Here at SfSS, we love open source. I mean, we REALLY love it. And while we also for some reason love Apple (all of us do), we haven’t let that stop us from checking out open source alternatives to what Apple does well. If you’ll refer to my previous post, some of us still keep the faith with Mozilla. Consequently, I’ll be doing posts on Mozilla technologies from time to time. Today, it’s Songbird.

When Songbird came out, people branded it “the open source iTunes killer.” It hasn’t really done that. They also called it “the Firefox of music players” and it’s kind of that. It’s built on Mozilla’s XULRunner framework, making it particularly cross-platform (unless, of course, your platform is Linux, which they don’t support anymore). Consequently, Songbird is extensible – just like Firefox. And that default purple look? You can switch to another skin – er, feather (I am not making this up) – and be on your merry. Or, if you like a minimalist aesthetic, you can put it on “Mini View.”

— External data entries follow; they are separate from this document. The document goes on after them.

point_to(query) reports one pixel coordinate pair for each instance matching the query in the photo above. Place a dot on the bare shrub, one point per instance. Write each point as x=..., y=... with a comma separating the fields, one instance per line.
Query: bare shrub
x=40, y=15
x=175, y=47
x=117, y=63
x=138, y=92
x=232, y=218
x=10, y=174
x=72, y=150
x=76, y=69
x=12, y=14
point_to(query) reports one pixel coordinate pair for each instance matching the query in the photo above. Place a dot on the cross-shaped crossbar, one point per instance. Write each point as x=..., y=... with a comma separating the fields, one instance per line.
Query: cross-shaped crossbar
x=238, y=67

Their stated mission is “to incubate Songbird, the first Web player, to catalyze and champion a diverse, open Media Web.” Remember that little discussion we had about an open web? Songbird is all over that. For more on what’s meant by an open web – and specifically who’s out there trying to circumvent it – I refer you to this post.

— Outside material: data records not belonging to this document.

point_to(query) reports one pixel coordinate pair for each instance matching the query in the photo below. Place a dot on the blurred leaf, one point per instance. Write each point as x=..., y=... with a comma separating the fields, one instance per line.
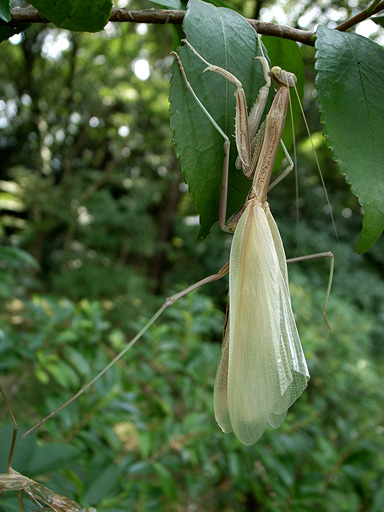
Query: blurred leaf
x=167, y=480
x=87, y=15
x=378, y=19
x=350, y=83
x=5, y=10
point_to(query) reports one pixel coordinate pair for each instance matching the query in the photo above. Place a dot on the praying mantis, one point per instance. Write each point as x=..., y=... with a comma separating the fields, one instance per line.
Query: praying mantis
x=262, y=368
x=38, y=493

Full disclosure, here: it won’t work with your iPod. What it can do, and I know this is kind of disappointing, is, whenever you import music into Songbird, it can also automatically add it to your iTunes library. It will sync with your Android phone, and there’s a nice, informative post on how to do it here.

The Good:

  • Open source
  • Cross-platform
  • Easy migration/plays nicely with iTunes
  • Android sync
  • Integrated web browser
  • Uses lots of web services like, mashTape and SHOUTcast
  • Extensible
  • Lots of feathers (read: skins)

The Bad:

  • No iPod support
  • Not available for Linux anymore

The Ugly:

  • Exiting doesn’t behave like iTunes – you click the X, you close the program (there are workarounds)
  • Memory pig – used 40 MB of RAM when not playing a song more than iTunes did when playing music
  • Albums not delineated like in iTunes

Check it out! Let us know what you think.